Based on the experiences of a European high-volume CTO centre: 1) a generalised scheme of the varying anatomic courses of ipsilateral CCs bridging CTOs of the RCA was developed; 2) important stepwise technical advice for the ipsilateral retrograde approach was formulated; and 3) a supportive clinical case series was assessed. Of a total of 158 patients with CTOs of the RCA, 30% (n=47) revealed ipsilateral CCs of the RCA. Five different types (A-E) of ipsilateral CCs were assessed. The retrograde ipsilateral approach was attempted in nine patients, and was completed successfully in 89% (8/9 patients). Median left ventricular ejection fraction was 56% (interquartile range [IQR]: 50-60%) and mean J-CTO score was 2.9 (standard error of mean [SEM]: ±0.3). Median procedural duration time was 150 min (IQR 117-160 min), with a median applied amount of contrast of 360 ml (IQR 270-400 ml). No relevant complications, such as acute renal failure or severe bleedings, occurred.

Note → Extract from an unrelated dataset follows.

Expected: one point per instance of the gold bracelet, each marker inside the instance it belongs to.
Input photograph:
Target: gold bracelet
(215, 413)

The percutaneous treatment of CTOs of the RCA using ipsilateral CCs for the retrograde approach might provide a novel treatment alternative for patients with CTOs of the RCA in specific clinical situations.
使用同侧侧支循环(CCs)进行逆行入路治疗右冠状动脉(RCA)慢性完全闭塞(CTO)的经皮治疗方法尚未得到系统描述。我们的目的是系统地研究这个问题。

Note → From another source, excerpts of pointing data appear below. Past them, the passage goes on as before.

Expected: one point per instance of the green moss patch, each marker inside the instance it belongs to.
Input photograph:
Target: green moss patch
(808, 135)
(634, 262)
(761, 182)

基于一个欧洲大容量 CTO 中心的经验:1)制定了一种用于 RCA CTO 的同侧 CC 桥接的不同解剖学路径的通用方案;2)提出了同侧逆行入路的重要分步技术建议;3)评估了一个支持性的临床病例系列。在总共 158 例 RCA CTO 患者中,30%(n=47)显示 RCA 的同侧 CC。评估了五种不同类型(A-E)的同侧 CC。有 9 名患者尝试了逆行同侧入路,其中 89%(8/9 名患者)成功完成。中位左心室射血分数为 56%(四分位距 [IQR]:50-60%),平均 J-CTO 评分 2.9(标准误差均值 [SEM]:±0.3)。中位手术时间为 150 分钟(IQR 117-160 分钟),中位使用造影剂量为 360 毫升(IQR 270-400 毫升)。无急性肾衰竭或严重出血等相关并发症发生。
在特定临床情况下,使用同侧 CC 进行逆行入路治疗 RCA CTO 可能为 RCA CTO 患者提供一种新的治疗选择。